= Daniel Sharfstein =

Legal scholar

Daniel J. Sharfstein is a professor of law and history at Vanderbilt University and a legal scholar who has written books and articles about the legal history of the United States and African Americans as well as Oliver Otis Howard and the war against Nez Perce. He was a 2013 Guggenheim Fellow.

He graduated from Harvard College and then worked for 3 years as a journalist. He received his Juris Doctor degree from Yale Law School, clerked for judge Dorothy W. Nelson at the U.S. Court of Appeals for the Ninth Circuit and for judge Rya W. Zobel of the U.S. District Court for the District of Massachusetts. He was an associate at Strumwasser & Woocher, a public interest law firm in Santa Monica, California.

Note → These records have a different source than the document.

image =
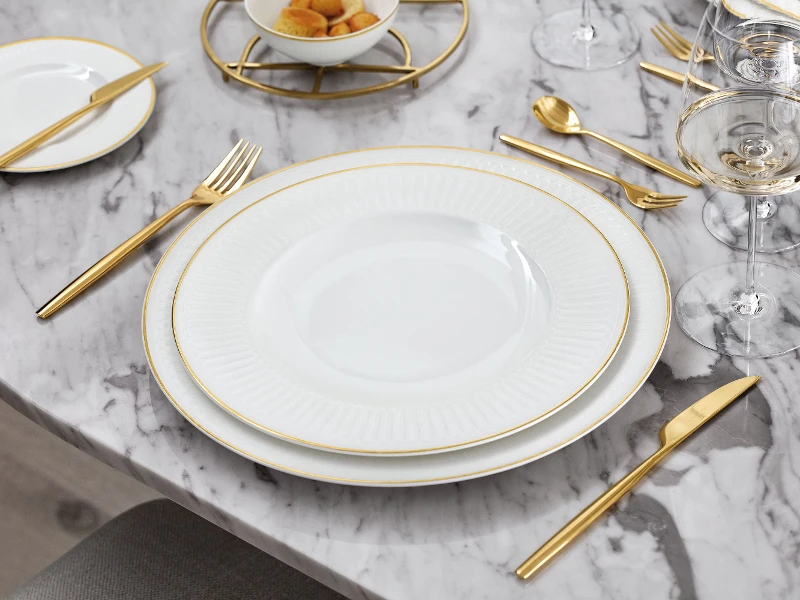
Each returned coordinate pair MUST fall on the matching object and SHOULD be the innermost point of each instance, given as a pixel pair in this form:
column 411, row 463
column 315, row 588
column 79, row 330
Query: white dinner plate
column 44, row 79
column 400, row 309
column 638, row 354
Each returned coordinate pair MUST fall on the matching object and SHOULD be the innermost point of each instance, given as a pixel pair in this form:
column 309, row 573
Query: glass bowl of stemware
column 739, row 131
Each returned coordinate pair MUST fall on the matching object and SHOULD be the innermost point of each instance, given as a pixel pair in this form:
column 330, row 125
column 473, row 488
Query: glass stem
column 748, row 303
column 585, row 31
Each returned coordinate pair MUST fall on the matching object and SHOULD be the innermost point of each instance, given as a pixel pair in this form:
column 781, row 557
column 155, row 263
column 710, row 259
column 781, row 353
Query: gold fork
column 638, row 195
column 677, row 45
column 226, row 178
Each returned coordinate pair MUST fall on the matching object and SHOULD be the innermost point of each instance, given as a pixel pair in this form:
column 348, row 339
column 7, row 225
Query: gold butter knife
column 101, row 96
column 672, row 434
column 671, row 75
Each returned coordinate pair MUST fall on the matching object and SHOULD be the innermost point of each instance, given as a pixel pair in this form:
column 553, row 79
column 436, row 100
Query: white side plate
column 400, row 309
column 44, row 79
column 638, row 354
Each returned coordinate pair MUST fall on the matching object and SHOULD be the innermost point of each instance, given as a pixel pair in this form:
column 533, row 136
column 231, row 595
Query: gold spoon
column 559, row 116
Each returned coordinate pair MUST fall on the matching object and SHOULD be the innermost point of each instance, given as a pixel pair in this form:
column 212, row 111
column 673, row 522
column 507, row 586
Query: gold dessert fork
column 226, row 178
column 638, row 195
column 677, row 45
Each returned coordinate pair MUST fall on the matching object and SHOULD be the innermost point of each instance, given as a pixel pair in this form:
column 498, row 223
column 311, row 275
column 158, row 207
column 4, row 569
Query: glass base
column 711, row 309
column 562, row 41
column 725, row 216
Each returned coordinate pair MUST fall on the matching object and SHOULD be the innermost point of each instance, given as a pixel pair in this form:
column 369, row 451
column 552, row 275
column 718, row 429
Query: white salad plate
column 400, row 309
column 641, row 347
column 43, row 80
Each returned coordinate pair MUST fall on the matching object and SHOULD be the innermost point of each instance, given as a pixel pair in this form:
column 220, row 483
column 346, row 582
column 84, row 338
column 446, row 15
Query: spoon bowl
column 557, row 115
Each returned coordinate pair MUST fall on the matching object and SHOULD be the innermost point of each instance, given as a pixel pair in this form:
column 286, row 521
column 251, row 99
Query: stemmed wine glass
column 581, row 38
column 725, row 215
column 743, row 138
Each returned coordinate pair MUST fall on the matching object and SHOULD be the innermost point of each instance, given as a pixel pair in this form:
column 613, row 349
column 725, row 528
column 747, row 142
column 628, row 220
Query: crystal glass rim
column 784, row 23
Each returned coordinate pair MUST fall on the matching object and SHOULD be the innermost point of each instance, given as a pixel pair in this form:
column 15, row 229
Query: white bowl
column 321, row 52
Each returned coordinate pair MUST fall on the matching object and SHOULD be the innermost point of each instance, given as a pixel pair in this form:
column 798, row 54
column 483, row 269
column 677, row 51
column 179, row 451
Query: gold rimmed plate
column 400, row 309
column 637, row 355
column 43, row 80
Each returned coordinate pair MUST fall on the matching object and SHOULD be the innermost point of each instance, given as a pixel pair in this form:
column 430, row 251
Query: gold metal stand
column 406, row 73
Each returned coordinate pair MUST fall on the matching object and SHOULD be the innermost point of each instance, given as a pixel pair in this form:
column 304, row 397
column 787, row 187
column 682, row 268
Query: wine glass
column 580, row 38
column 725, row 215
column 741, row 134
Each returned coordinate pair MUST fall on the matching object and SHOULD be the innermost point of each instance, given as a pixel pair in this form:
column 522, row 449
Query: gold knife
column 671, row 434
column 102, row 95
column 675, row 76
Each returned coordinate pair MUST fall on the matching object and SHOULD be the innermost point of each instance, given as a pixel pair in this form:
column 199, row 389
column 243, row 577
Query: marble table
column 720, row 518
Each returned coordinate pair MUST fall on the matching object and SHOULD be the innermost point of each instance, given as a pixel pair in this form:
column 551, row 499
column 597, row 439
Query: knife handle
column 109, row 261
column 646, row 159
column 544, row 555
column 41, row 137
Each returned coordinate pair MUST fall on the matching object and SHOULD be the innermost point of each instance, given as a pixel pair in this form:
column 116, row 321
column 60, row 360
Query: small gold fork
column 677, row 45
column 226, row 178
column 638, row 195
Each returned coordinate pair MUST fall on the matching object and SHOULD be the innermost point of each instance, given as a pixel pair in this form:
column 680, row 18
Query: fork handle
column 109, row 261
column 646, row 159
column 556, row 157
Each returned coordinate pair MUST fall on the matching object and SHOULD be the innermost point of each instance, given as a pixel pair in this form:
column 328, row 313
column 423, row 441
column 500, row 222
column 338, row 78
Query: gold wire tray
column 406, row 72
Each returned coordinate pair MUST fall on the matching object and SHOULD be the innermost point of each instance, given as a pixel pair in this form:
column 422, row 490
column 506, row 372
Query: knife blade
column 672, row 433
column 100, row 96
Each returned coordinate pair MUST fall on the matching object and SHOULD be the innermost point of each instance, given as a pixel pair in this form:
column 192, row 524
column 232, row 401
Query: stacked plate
column 405, row 316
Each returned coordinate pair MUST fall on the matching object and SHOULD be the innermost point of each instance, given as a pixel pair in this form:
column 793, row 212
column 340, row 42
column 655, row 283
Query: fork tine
column 222, row 178
column 229, row 178
column 671, row 48
column 246, row 173
column 677, row 37
column 213, row 175
column 225, row 187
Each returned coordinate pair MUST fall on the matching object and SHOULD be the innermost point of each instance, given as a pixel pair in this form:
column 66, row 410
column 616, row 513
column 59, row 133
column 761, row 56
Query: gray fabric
column 160, row 551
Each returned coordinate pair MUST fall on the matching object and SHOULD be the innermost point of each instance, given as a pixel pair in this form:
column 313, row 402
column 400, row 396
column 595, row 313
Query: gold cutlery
column 675, row 76
column 557, row 115
column 672, row 433
column 638, row 195
column 677, row 45
column 225, row 179
column 101, row 96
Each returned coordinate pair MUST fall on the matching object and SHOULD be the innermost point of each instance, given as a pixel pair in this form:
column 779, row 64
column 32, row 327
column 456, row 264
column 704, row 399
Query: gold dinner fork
column 226, row 178
column 677, row 45
column 638, row 195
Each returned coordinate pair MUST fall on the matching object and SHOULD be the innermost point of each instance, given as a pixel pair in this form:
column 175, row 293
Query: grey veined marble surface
column 718, row 520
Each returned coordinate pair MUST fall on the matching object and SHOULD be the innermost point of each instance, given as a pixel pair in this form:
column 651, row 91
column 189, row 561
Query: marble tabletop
column 719, row 519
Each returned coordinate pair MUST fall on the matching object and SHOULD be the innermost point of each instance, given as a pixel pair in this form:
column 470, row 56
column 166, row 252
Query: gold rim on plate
column 115, row 145
column 460, row 476
column 581, row 388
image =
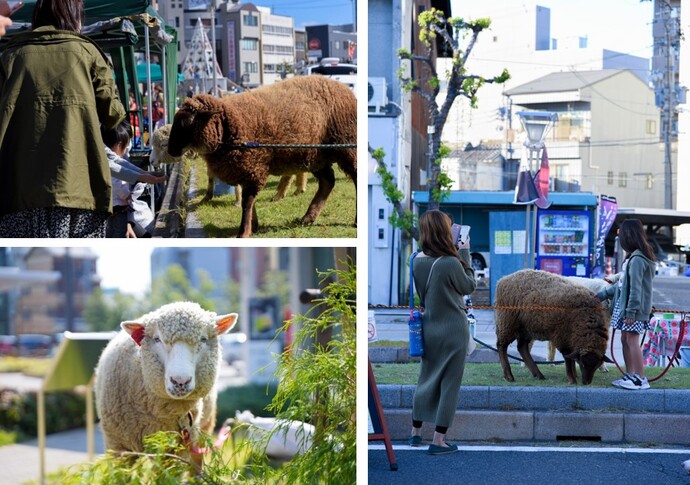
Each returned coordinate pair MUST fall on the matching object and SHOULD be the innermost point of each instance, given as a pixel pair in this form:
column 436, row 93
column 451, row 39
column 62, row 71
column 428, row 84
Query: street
column 531, row 464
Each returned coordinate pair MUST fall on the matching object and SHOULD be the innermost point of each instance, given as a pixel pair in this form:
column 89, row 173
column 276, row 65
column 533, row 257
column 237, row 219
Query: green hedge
column 18, row 412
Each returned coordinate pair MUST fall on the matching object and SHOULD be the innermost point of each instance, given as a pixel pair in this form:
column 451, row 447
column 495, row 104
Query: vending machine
column 563, row 242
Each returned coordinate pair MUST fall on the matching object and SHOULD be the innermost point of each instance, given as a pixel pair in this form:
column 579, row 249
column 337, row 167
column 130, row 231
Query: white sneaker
column 636, row 383
column 619, row 382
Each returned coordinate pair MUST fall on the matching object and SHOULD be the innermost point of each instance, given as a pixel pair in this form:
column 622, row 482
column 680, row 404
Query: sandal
column 442, row 450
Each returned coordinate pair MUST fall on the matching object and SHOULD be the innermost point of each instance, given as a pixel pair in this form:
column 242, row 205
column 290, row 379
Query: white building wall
column 508, row 43
column 277, row 43
column 389, row 23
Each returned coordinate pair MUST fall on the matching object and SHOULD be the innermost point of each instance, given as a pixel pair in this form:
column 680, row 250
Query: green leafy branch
column 400, row 218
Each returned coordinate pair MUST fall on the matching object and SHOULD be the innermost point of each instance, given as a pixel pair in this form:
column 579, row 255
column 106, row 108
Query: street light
column 537, row 125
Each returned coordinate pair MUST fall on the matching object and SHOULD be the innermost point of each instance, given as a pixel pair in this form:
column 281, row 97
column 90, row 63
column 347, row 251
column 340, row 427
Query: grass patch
column 8, row 437
column 220, row 218
column 492, row 375
column 30, row 366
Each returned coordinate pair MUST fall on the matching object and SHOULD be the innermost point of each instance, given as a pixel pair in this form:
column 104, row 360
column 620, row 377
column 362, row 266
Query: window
column 277, row 30
column 249, row 44
column 250, row 67
column 250, row 20
column 277, row 49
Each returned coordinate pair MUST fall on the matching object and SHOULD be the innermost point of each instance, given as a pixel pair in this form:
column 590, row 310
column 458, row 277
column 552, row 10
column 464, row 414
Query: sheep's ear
column 225, row 322
column 135, row 330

He is the director of the George Barrett Social Justice Program at Vanderbilt. He delivered the Edward L. Prichard lecture at the University of Kentucky in 2019.

In 2021 he was researching a book on New York's garment workers.

==Selected bibliography==
- Sharfstein, Daniel J (2012). "Atrocity, Entitlement, and Personhood in Property" Winner of the Association of American Law Schools 2011 Scholarly Papers Competition.
- Sharfstein, Daniel J. (2011). "The Invisible Line: Three American Families and the Secret Journey from Black to White" Winner of the 2012 J. Anthony Lukas Book Prize for excellence in non-fiction, Law & Society Association 2012 James Willard Hurst Jr. Prize for socio-legal history, William Nelson Cromwell Book Prize from the American Society for Legal History, and the Chancellor’s Award for Research from Vanderbilt.
- Sharfstein, Daniel J. (2017). "Thunder in the Mountains: Chief Joseph, Oliver Otis Howard and the Nez Perce War"
- Sharfstein DJ. "Reading American Anarchy as a Legal History of Immigrants: Forum on Willrich’s American Anarchy" Law and History Review. 2025;43(1):189-194.